Religulous love and hate

 

San Tan Valley in the orbit of Phoenix is foreclosure-central these days, with 863 properties on offer. So it's probably not surprising that a man's prayer stand along a busy highway is doing a boffo business with commuters.

In fact, Matthew Cordell, 38, is so much in demand that he has backed up traffic for miles, reports The Arizona Republic. That forced the former body-shop worker to move down the road to an empty parking lot. There, accompanied by a Chihuahua named Skye and Christian music blasting from car speakers, Cordell offers blessings and solace three days a week from 6 to 10 a.m. This is work he loves, Cordell says, and "when it's something God wants you to do, you can't get away from it." He was inspired by seeing a roadside fruit vendor, though Cordell says he didn't act until he heard his pastor preach a sermon about "leaving one's comfort zone behind." Competing along the highway with vendors selling everything from turtles to tamales, Cordell says the people who drive in are surprisingly open and "quick to reveal things others might deem taboo." He keeps a list of every prayer request, he says, and during the day consults it when seeking divine help.

Meanwhile, in Tempe, Ariz., there's a pastor who might benefit from a chat with the compassionate freelancer Matthew Cordell.

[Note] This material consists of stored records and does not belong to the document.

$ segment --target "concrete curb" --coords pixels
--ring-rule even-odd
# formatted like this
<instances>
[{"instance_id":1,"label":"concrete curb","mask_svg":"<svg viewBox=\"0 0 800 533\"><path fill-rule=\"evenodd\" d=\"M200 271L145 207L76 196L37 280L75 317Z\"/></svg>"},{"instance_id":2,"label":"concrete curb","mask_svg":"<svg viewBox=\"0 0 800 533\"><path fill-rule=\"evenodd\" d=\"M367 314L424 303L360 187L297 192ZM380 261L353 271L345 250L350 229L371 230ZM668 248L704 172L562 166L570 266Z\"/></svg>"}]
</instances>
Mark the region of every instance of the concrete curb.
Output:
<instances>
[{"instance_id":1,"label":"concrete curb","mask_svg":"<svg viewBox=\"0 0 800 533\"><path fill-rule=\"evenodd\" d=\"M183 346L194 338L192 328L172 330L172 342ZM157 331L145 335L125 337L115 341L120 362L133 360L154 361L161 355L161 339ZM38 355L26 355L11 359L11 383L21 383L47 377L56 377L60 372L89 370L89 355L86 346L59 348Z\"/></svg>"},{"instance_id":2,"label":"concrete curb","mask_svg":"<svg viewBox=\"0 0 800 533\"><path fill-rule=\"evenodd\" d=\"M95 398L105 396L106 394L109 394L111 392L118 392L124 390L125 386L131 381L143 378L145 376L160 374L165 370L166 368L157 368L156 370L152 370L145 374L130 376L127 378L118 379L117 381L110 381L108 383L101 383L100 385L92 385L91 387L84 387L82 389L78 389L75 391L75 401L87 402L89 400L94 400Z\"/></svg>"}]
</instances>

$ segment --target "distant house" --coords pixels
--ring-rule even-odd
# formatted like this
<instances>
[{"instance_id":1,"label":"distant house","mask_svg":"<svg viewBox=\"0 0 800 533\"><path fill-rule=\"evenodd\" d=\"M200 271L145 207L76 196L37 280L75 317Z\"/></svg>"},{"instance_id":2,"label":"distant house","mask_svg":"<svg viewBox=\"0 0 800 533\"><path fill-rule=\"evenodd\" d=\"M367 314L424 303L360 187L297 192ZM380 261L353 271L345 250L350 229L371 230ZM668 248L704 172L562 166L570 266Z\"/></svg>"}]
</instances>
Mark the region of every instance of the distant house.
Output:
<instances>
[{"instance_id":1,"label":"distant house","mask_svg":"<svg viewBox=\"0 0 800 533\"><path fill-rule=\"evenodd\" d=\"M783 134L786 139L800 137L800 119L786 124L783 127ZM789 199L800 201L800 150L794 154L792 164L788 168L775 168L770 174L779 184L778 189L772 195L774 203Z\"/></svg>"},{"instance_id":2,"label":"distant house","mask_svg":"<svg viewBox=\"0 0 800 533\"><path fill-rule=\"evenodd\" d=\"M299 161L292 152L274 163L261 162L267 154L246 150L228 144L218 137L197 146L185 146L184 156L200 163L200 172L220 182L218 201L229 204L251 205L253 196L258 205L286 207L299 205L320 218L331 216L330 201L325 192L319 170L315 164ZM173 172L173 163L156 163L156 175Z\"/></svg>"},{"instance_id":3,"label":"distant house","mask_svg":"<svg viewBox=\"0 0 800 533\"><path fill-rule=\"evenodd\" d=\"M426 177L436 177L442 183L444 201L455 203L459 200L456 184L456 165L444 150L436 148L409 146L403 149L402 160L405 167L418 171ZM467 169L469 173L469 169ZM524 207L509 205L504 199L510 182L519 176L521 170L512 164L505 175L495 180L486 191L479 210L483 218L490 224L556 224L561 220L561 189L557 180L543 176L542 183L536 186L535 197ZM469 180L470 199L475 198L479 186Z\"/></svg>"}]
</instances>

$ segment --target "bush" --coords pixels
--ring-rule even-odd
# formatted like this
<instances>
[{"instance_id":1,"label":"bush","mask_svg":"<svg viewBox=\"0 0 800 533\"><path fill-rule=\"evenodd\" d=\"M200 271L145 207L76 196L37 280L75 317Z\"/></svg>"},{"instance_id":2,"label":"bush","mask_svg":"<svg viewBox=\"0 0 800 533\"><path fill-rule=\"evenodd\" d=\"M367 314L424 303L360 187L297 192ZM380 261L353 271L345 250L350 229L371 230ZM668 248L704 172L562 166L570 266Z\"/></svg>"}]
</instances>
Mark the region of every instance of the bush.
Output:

At the Faithful Word Baptist church, Steven L. Anderson has been preaching sermons about "Why I hate Barack Obama." He also admits to "praying for Obama's death," reports The Arizona Republic. Members of his small congregation (24 on a recent Sunday) apparently take him seriously. It was a member of the Faithful Word congregation who armed himself with an assault rifle and showed up at the Phoenix Convention Center when Obama spoke there. But Anderson has not been allowed to spew his message of hate unopposed. When he preached inside his church recently, about 100 protesters gathered outside for what they called a "love rally." One carried a sign that said, "My God is a God of peace." Another protester told a reporter, "I'm all for tolerance and love. Hate is a dangerous word and I'm afraid someone might get hurt."